Bobby Driscoll: The forgotten two-time Oscar winner who tragically died destitute
Fame is a terrible thing to do to a human, let alone a young child. The endowment of a million prying eyes at the price of privacy and peace can be torturous—the tragic tale of Bobby Driscoll is a forgotten testimony of this. The star sadly went from winning the Academy Juvenile Award to dying destitute in an East Village tenement with beer bottles and religious pamphlets scattered around his cold corpse.
It’s an ending hard to reconcile with the joyous beginning of his life. Born in 1937, Robert Driscoll’s working-class upbringing was like any other kid’s. Then in 1943, a doctor told his father to move to California where the climate might be kinder on his lungs which he detected were riddled with asbestos. So, they headed for Los Angeles which came with the added family bonus that charming young Robert might become a child star.
In no time he became Bobby, a future hero of the silver screen. A steady stream of bit-part roles followed. By 1946 he was the lead actor in the Disney film Song of the South. Along with his co-star Luana Patten, he became known as one half of Walt Disney’s new ‘Sweetheart Team’. By 1949, he was awarded his first Academy Juvenile Award for his role in So Dear to My Heart.
The award was first fashioned in 1934 to honour Shirley Temple’s contribution to cinema. Thereafter, it was given out intermittently for outstanding performances by an actor under the age of 18 up until 1960. Driscoll won two—his second for The Window, a film revered as a classic that pulled him away from the twee world of Disney and into the noir realm with taglines like: “Terror his only companion at… the WINDOW.” This dexterity earmarked Driscoll as a future star, not just a child sensation.
His career blossomed after that, attracting huge roles like Peter Pan in 1953. And then it rather suddenly stopped. He now found himself in the unfortunate realm of being tainted as a mere child star but sadly he was no longer a child. It is an impossibly tragic catch-22 that simply can’t be overcome without either a time machine or a sudden wellspring of opportunities to prove yourself—neither of which were forthcoming.
All the while, the alternative of a life without fame was equally isolating. As he would later bemoan of his troubled school days: “The other kids didn’t accept me. They treated me as one apart. I tried desperately to be one of the gang. When they rejected me, I fought back, became belligerent and cocky—and was afraid all the time.”
Now, he was lonely, bewildered and rich—a very dangerous triumvirate for a young man in Los Angeles. “I was 17 when I first experimented with the stuff. In no time I was using whatever was available,” he recalled, “mostly heroin because I had the money to pay for it.”

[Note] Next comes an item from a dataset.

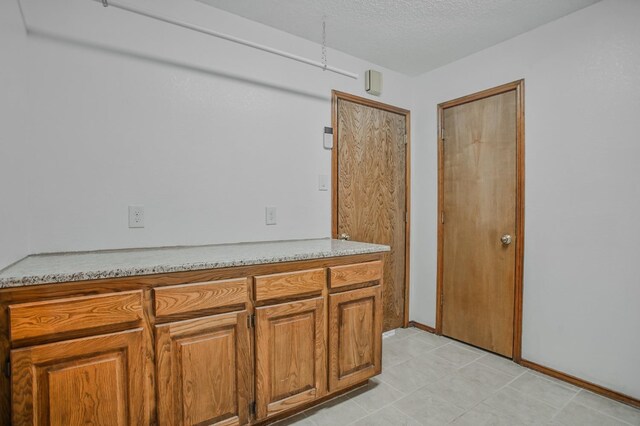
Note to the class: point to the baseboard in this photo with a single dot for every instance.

Standing before a judge that same year, he would regale a similar tale. “I had everything,” he said in a court transcript. “I was earning more than $50,000 a year, working steadily with good parts. Then I started putting all my spare time in my arm. I’m not really sure why I started using narcotics.”
And while he failed to offer a reason for his burgeoning addictions at the time, he would soon reflect on the life that led him towards it. “I wish I could say that my childhood was a happy one,” he sadly mused, “but I wouldn’t be honest. I was lonely most of the time. A child actor’s childhood is not a normal one. People continually saying ‘What a cute little boy!’ creates innate conceit. But the adulation is only one part of it … Other kids prove themselves once, but I had to prove myself twice with everyone.”

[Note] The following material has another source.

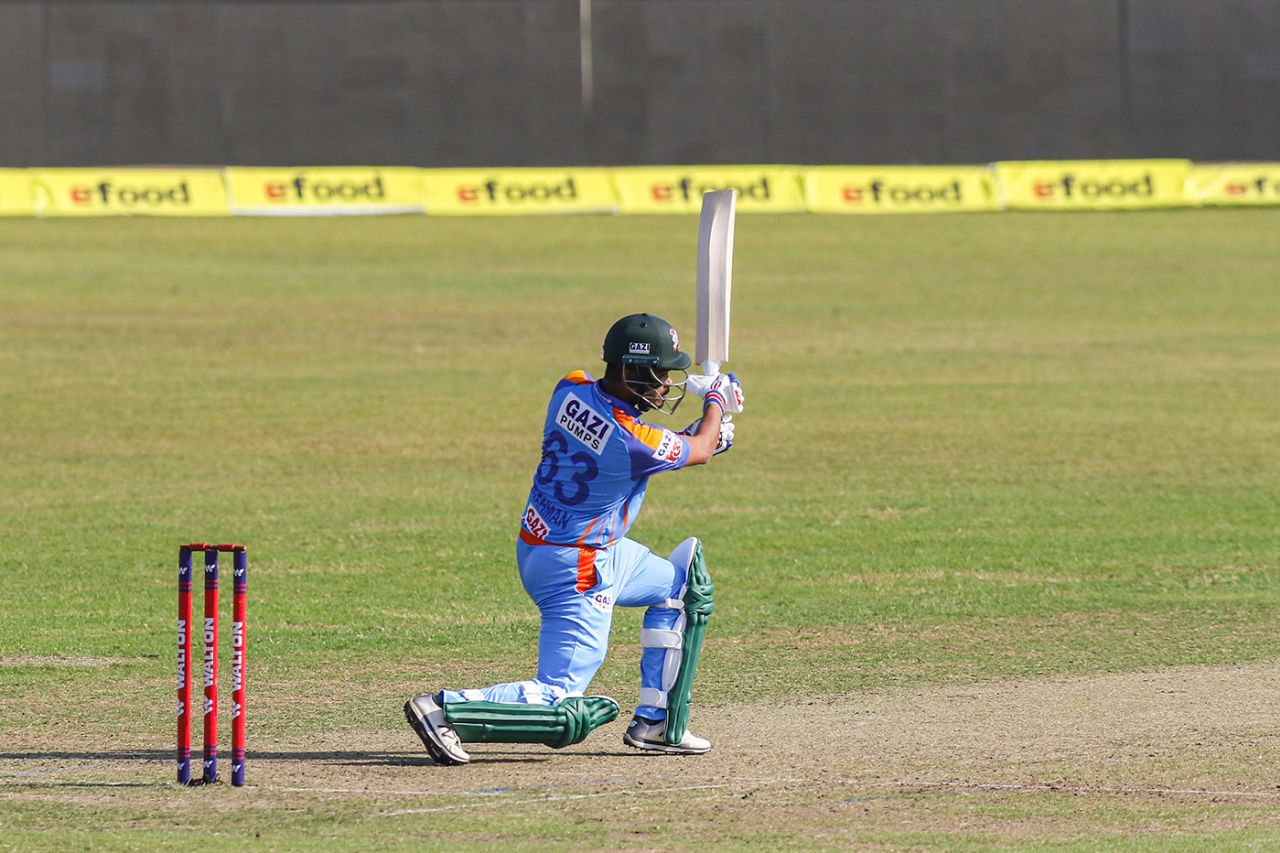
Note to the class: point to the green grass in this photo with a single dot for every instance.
(976, 447)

By the 1960s his brief three-year marriage was over and he was a beatnik trying to bolster his steadily dwindling funds with a few TV roles. In 1965, ventured over to New York trying to reinvent himself on Broadway, but sadly he was drawn into the dark underbelly of the counterculture scene there. Strung out, floating around Andy Warhol’s Factory, his heroin addiction mounted to dangerous new heights, signposted by the dichotomy between his final film and his first.

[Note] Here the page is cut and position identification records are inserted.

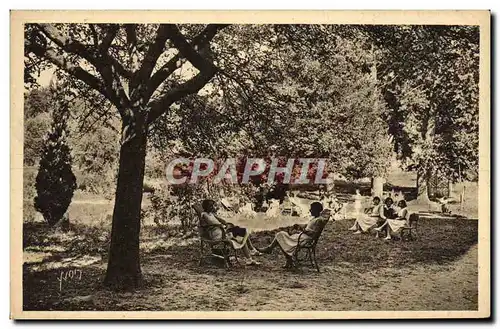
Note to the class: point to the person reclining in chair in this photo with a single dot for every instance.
(238, 236)
(372, 217)
(393, 226)
(288, 243)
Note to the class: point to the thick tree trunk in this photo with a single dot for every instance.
(422, 190)
(377, 186)
(124, 271)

His last role was in 1965’s Dirt, a dinghy underground production with the following seedy synopsis: “Two nuns take a bath, then meet a sailor on the Staten Island ferry.” That might convey next to nothing, but you get the impression that what happens next in the Piero Heliczer short that also starred John Cale is far from a wholesome vignette. Driscoll himself is simply credited as ‘Unknown’.
He never secured another screen role and in 1968 he died destitute. His bedraggled body was discovered by two boys playing in an abandoned building—a building that looked across at the bloc where this all started—the place where The Window was set. Driscoll died of heart failure induced by his drug use. He carried no identification and asking the locals to identify him yielded no results, so he was buried in a pauper’s grave.
He was only subsequently identified a year later when his mother, who had lost contact with him, sought Disney’s help to reach him so that he could see his ailing father before he passed away. It was then through fingerprinting that she learnt that sadly her son had already passed away.
His tale serves as a dark portent about the dangers of subjecting children to fame. While such a trapping is inevitable in the film industry, a culture of fun and experience must be instilled over success. If we do things for the enjoyment of them alone then excelling is simply secondary, and the richness of the experience holds value if the luck of achievement is never bestowed. The happiness Driscoll evidently displays in his early movies is testimony to this and that’s a lesson we’d all do well to remember.